Detecting 'high-quality' falsified medicines
Phil Taylor, 24-Jun-2014
Many of the screening techniques for trying to find falsified medicines in the field and back at the lab rely on testing for the amount of active pharmaceutical ingredient (API).
The problem with that approach is that as criminals react to increased scrutiny of the trade in fake drugs, some falsified medicines actually contain the correct API - in the right amount - to try to fool the typical battery of analytical tests.
These 'high-quality' fakes can be spotted using a technique developed by scientists in Russia, which they claim also copes with the variations that can occur with different batches of genuine product as well as legitimate generic versions of a drug.
The chemometric modelling technique - called Data Driven Soft Independent Modeling of Class Analogy (DD-SIMCA) - was applied to sample tablets of the cardiovascular drug amlodipine and pancreatin for digestive problems that were tested using a widely-used technique call near infrared (NIR) spectroscopy.
NIR spectra were used to reveal the principal components of the samples - including the API and excipients - which were sourced from multiple suppliers.

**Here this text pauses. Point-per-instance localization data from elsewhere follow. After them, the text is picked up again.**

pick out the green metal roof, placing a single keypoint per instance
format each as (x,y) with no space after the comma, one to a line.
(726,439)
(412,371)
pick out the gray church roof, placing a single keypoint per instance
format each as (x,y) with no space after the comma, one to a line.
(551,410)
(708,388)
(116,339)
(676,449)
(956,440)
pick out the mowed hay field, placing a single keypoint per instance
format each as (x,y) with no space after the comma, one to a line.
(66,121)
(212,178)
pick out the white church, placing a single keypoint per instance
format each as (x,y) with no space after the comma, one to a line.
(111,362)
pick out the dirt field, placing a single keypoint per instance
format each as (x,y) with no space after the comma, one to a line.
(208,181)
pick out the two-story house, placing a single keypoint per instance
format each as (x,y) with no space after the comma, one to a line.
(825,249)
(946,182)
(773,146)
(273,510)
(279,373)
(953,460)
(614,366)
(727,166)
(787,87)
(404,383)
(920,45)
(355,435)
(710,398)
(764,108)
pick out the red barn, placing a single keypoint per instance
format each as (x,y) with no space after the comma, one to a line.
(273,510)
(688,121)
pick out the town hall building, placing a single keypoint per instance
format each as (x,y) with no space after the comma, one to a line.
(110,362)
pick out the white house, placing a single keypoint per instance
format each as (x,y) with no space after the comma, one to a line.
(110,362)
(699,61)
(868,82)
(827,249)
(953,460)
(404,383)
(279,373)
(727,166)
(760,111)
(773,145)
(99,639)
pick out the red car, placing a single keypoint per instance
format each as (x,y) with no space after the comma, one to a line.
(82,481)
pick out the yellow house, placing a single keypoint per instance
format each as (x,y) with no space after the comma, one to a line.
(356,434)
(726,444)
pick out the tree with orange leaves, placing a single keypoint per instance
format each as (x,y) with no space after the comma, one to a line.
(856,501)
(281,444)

The data was used to develop a 'decision rule' that can be applied to identify falsified medicines and avoid misclassification of genuine products.
"The real world examples demonstrate that the proposed technique is flexible enough [and] is capable to recognize 'high quality' fakes successfully, write the researchers.
The work is published in the Journal of Pharmaceutical and Biomedical Analysis (September 2014 edition).